Photo by Emily Rudolph on Unsplash
I’ve known about Sonya Renee Taylor and her website The Body Is Not An Apology for a year or so now, so when I was sent The Body Is Not An Apology by her for review, I was psyched.
I’ve been on a self-love and body positivity journey for a few years now, and I’m always looking for new books or resources to further my knowledge and understanding.
Basically, it’s a book about radical self-love, what that is and isn’t, the history of oppression for a wide variety of people, how the media and society have programmed us to hate our bodies, etc. But it’s also about so much more than that.
To start, I just want to say that this is such a powerful and important book for anyone, regardless of age, gender or body type.
This book will likely make you feel very uncomfortable more than once. It forces you to face your own thoughts and ideals and figure where they came from. Some are obvious; some are mind-blowing.
However, if you’re looking for quick tips on self-love, this probably isn’t the book for you. It’s deep, tough, educational, honest, raw and real. It requires you to think deeply about your life and the world around you, and it will likely make you very uncomfortable at times. And that’s one of the main reasons I absolutely loved it.
I took my time reading this book. It’s full of so many gems, truth bombs, introspective questions and more, and I didn’t want to rush through it. I wanted to absorb all the information I could, and I reread some passages several times to fully comprehend them.
The best way I can describe this book is that’s it’s small but mighty. It didn’t need hundreds of pages to convey information, ask important questions and give you tools to find your own radical self-love.
Throughout the chapters, there are several challenging questions for you to reflect on and see how you’ve gotten to where you are in life, what outside factors have affected you, how you can change the course of your life and others, and more.

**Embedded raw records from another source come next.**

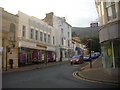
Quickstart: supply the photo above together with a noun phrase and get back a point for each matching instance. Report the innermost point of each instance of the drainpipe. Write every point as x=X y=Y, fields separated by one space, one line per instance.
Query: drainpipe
x=113 y=55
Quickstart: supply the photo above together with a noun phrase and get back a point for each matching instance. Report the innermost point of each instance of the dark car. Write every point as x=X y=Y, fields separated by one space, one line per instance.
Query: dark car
x=86 y=58
x=76 y=59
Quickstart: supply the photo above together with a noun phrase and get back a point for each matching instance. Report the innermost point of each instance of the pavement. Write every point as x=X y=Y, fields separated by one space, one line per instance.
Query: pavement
x=97 y=74
x=94 y=74
x=32 y=67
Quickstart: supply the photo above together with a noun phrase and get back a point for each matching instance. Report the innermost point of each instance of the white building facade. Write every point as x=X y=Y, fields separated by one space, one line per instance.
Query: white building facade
x=36 y=40
x=109 y=33
x=63 y=35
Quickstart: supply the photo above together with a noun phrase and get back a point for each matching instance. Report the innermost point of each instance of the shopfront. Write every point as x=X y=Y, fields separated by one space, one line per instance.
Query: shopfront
x=28 y=56
x=111 y=53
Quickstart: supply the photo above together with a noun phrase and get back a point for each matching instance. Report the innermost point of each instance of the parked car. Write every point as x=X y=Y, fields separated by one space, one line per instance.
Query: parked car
x=76 y=59
x=86 y=58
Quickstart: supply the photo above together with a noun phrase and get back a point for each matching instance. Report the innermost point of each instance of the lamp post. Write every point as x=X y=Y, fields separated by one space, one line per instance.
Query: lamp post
x=89 y=46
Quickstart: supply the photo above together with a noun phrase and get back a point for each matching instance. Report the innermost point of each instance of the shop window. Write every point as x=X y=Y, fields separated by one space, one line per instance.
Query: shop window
x=36 y=36
x=41 y=35
x=32 y=34
x=111 y=11
x=45 y=38
x=23 y=31
x=48 y=38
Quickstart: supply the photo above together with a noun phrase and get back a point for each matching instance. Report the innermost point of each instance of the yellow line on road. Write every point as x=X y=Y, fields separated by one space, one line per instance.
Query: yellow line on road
x=86 y=79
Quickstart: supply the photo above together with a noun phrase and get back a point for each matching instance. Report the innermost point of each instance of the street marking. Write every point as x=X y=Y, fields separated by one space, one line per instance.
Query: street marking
x=90 y=80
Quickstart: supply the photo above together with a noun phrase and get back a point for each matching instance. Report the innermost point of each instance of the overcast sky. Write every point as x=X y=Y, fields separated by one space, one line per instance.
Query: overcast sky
x=78 y=13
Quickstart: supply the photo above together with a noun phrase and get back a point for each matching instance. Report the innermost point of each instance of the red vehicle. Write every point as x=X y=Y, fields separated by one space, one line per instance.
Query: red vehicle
x=76 y=59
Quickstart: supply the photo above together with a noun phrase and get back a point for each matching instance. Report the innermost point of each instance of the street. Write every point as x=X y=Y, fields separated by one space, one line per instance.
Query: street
x=59 y=76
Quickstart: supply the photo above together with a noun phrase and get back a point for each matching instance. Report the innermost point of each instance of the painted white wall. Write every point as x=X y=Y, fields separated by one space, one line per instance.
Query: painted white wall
x=23 y=20
x=38 y=25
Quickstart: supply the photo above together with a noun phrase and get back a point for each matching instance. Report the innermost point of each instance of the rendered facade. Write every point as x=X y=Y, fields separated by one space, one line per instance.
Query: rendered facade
x=109 y=33
x=9 y=39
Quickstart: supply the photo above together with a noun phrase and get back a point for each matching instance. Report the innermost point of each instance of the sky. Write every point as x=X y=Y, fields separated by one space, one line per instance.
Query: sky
x=78 y=13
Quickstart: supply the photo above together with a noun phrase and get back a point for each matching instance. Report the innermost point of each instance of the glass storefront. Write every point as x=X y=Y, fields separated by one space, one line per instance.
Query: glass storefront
x=111 y=55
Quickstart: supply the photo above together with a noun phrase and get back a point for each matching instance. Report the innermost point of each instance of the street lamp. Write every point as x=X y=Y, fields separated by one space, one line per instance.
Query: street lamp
x=8 y=50
x=89 y=46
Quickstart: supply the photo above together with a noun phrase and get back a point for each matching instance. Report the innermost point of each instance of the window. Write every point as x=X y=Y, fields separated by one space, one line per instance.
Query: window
x=48 y=38
x=32 y=34
x=41 y=35
x=62 y=30
x=111 y=11
x=45 y=38
x=53 y=40
x=68 y=43
x=23 y=31
x=36 y=35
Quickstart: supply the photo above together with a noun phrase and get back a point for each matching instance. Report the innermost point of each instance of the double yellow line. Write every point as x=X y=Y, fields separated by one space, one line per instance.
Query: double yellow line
x=77 y=75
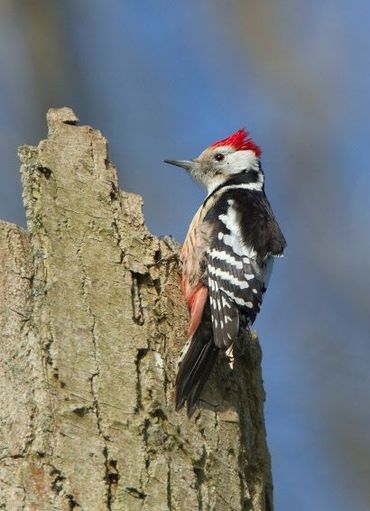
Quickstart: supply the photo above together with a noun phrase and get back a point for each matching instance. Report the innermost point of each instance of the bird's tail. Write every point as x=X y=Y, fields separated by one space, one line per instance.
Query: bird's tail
x=196 y=365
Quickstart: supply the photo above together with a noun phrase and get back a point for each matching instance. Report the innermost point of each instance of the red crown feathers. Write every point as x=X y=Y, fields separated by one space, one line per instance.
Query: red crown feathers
x=240 y=141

There are also little tidbits of information that further explain the points she’s making within each chapter. I found both of these tools to be very helpful and give me a more well-rounded reading experience.

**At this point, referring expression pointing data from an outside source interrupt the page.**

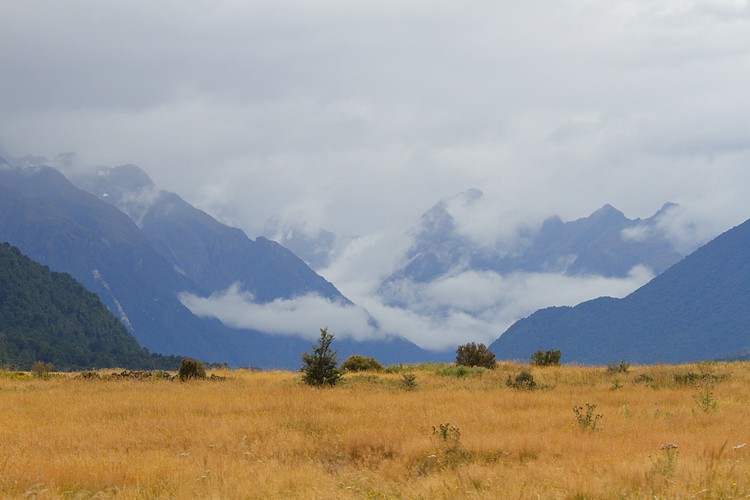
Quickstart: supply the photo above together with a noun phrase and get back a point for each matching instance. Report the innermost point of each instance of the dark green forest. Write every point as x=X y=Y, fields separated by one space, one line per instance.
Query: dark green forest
x=48 y=316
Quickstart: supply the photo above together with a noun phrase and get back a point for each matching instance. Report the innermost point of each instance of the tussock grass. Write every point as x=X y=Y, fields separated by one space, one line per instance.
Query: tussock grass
x=268 y=435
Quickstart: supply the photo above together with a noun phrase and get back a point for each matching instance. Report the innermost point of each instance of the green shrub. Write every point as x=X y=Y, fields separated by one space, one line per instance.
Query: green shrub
x=473 y=354
x=587 y=420
x=320 y=366
x=409 y=381
x=546 y=358
x=357 y=363
x=460 y=371
x=42 y=370
x=191 y=369
x=524 y=380
x=621 y=367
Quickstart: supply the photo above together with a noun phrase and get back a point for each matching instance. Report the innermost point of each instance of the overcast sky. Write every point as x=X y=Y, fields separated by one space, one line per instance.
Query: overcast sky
x=358 y=116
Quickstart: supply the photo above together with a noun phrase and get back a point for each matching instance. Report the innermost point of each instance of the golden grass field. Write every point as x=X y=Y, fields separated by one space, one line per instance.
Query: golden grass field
x=267 y=435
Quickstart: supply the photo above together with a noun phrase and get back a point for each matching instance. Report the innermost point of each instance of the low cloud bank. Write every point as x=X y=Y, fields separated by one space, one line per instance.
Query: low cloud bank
x=301 y=316
x=479 y=306
x=471 y=306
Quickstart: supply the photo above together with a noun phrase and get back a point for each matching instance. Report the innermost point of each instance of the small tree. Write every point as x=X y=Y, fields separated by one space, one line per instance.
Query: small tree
x=357 y=363
x=320 y=367
x=547 y=358
x=41 y=369
x=473 y=354
x=191 y=369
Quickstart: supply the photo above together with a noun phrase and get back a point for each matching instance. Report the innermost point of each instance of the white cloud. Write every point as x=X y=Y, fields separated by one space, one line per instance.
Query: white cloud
x=356 y=117
x=299 y=316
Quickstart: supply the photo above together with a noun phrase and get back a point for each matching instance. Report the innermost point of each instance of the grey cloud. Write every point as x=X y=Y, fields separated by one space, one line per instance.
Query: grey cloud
x=238 y=309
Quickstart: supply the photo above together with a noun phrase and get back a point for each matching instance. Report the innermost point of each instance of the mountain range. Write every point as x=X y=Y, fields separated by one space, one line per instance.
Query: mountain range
x=606 y=243
x=698 y=309
x=50 y=317
x=142 y=248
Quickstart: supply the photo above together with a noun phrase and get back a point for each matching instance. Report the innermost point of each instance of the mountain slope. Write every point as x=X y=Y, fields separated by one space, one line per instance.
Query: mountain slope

The cover features Sonya Renee Taylor naked with flowers covering parts of her body. It’s bold, brave and empowering, which is exactly how I felt after finishing this book. It’s inspired me to write a few other blog posts already and more ideas are already brewing. I’ve had some tough inner conversations with myself, and it’s made me make some hard decisions about myself and my life.

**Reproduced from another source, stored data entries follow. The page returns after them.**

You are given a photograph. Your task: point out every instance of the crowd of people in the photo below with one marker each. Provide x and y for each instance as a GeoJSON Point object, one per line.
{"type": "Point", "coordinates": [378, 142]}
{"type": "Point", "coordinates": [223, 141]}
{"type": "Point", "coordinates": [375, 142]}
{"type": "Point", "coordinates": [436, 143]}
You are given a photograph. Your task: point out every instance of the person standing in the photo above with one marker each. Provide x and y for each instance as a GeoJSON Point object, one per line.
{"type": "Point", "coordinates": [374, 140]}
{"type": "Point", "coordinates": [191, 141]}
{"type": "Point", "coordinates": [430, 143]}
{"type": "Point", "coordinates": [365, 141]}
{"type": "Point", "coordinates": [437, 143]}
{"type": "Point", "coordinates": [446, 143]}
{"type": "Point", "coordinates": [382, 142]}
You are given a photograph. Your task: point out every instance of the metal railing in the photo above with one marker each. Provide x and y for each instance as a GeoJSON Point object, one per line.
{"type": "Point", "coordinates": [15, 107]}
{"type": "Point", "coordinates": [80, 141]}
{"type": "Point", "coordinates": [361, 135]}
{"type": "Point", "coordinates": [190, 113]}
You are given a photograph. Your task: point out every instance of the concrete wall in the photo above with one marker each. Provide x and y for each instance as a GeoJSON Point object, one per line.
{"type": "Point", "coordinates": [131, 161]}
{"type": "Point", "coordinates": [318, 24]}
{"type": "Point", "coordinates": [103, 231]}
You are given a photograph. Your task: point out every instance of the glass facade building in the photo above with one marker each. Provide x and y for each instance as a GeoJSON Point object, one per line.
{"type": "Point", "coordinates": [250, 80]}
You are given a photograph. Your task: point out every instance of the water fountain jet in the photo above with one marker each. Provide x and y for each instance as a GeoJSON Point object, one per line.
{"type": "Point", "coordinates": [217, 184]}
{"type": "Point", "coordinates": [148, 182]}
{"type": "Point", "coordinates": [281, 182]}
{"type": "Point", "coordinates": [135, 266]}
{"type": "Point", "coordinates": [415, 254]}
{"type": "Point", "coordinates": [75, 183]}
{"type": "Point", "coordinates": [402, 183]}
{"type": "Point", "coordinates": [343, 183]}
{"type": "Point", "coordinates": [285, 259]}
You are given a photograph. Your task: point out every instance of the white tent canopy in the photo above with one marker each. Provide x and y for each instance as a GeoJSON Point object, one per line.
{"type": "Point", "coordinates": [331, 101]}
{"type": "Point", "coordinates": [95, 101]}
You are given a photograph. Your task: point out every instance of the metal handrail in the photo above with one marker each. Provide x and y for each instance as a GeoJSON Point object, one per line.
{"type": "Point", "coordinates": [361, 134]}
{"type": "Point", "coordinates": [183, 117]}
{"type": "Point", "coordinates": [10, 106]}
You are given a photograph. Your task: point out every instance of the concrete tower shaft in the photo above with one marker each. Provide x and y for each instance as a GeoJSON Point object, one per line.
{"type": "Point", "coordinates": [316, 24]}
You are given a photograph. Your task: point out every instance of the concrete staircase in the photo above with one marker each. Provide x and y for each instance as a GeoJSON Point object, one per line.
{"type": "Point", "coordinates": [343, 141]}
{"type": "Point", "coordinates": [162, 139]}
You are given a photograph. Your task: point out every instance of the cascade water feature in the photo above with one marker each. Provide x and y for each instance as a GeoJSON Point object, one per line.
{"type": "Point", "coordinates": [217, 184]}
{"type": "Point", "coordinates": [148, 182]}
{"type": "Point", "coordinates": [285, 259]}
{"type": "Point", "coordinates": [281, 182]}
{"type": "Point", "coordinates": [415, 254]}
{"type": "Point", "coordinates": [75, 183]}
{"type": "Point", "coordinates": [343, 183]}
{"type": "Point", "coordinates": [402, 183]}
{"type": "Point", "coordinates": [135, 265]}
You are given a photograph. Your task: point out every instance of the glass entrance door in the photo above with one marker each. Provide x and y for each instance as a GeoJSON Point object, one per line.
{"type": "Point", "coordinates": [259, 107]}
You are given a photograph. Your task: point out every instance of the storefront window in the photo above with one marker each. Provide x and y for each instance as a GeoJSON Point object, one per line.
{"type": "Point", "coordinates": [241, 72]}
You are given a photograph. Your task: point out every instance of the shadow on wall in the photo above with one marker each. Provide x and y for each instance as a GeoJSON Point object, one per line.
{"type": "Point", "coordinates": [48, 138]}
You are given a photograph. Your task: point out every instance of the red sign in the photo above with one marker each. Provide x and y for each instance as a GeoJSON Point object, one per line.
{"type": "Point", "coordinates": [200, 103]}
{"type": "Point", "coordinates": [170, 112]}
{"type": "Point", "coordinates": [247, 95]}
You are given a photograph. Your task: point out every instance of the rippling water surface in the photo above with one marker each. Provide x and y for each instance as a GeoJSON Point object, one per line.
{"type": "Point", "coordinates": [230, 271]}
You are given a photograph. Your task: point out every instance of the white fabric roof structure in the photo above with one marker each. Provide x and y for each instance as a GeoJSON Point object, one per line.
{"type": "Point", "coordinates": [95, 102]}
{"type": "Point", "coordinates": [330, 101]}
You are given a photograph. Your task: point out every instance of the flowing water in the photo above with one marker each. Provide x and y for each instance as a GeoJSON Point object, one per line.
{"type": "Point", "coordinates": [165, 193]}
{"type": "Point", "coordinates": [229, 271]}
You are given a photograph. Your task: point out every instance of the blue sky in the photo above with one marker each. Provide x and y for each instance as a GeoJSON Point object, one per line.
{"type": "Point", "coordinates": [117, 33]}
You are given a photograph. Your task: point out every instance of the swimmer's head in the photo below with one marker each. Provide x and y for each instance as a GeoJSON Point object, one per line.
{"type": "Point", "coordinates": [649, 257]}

It’s more than a book; it’s a movement.
Here are some of my favorite quotes:
— You can’t self-help your way back to radical self-love.
— If you decide to be at war with your body, how will you ever have peace?
— We keep our body-shame stories for such long periods of time because their pain is familiar.
I loved more quotes than just those, obviously, but those are a few that really stuck out to me. We’re surrounded by body shame every single day, whether we realize it or not. Body shame doesn’t care what size body you have, what you’ve done in your life, where you want to go or anything in between. Each and every one of us is affected by body shame, so why aren’t we doing more about it?
I could go on and on about how well-researched and -presented the information was, how relateable the content was, how educational it was without being hard to understand, etc., but I digress.
The Body Is Not An Apology by Sonya Renee Taylor was monumentally inspiring to me on several levels. I want to tell everyone I know to read this book, so please go read it.
If thinking about reading this book makes you uncomfortable, then I think it’s even more important that you seek it out.
* This book was sent in exchange for an honest review. Photos provided by Berrett-Koehler Publishers.